Morgan Stanley believes this divergence is not accidental. Against the backdrop of geopolitical turmoil, increasing allocations to Chinese stocks can effectively improve portfolio Sharpe ratios (risk-adjusted returns). More interestingly, there are subtle shifts in capital flows: “Since the beginning of this year, we’ve seen a very encouraging change—net inflows into active global equity funds’ Chinese holdings, the first since the ‘924’ rally.” Wang Ying emphasizes that, although there was some outflow in March due to geopolitical shocks, this was not a specific move against Chinese assets but a common reaction to declining risk appetite globally.
Regarding allocation, Morgan Stanley highlights the recent popularity of the “HALO” strategy on Wall Street (investing in asset-heavy, low-elimination-rate companies). She sees global funds shifting from AI-disrupted, light-asset sectors to those with tangible barriers—like energy, raw materials, utilities, and high-end manufacturing. These sectors align well with China’s strong industrial base, further explaining China’s outperformance amid global turbulence.
CITIC Securities: Elevated Valuations Amplify Market Volatility and Profit Difficulty
CITIC Securities’ chief economist warns that despite optimistic expectations for the 2026 A-share index and high investor risk appetite, elevated valuations suggest that market volatility could be significantly amplified in the future.
The team believes that high valuations mean the market’s growth expectations are already priced in.

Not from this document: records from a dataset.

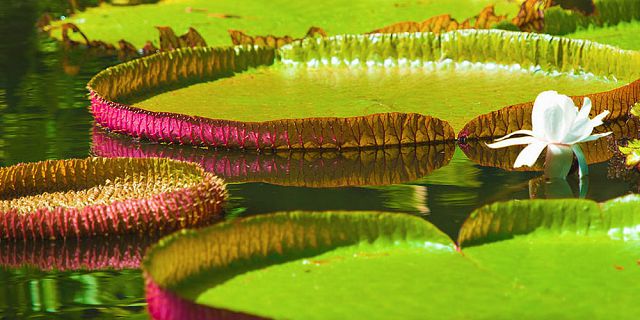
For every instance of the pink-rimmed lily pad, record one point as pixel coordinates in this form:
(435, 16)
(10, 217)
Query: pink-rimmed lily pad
(321, 169)
(319, 265)
(100, 196)
(321, 93)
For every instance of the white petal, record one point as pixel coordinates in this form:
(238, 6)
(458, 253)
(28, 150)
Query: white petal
(586, 108)
(582, 161)
(595, 136)
(530, 154)
(579, 130)
(554, 125)
(512, 142)
(529, 132)
(558, 161)
(597, 120)
(544, 100)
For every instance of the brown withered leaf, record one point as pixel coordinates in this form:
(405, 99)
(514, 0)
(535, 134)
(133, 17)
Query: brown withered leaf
(585, 7)
(531, 15)
(498, 123)
(66, 39)
(169, 40)
(241, 38)
(149, 48)
(442, 23)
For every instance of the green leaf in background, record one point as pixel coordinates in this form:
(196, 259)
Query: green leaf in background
(280, 17)
(535, 259)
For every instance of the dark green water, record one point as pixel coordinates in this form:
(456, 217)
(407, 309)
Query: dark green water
(44, 115)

Any external shocks—such as soaring oil prices fueling inflation expectations or uncontrollable geopolitical escalation—could trigger sharp sentiment swings and capital outflows. This objectively increases the difficulty of making profits and may even cause partial crashes. The market is not a monolith; when optimistic macro outlooks meet crowded micro trading structures, market fragility increases.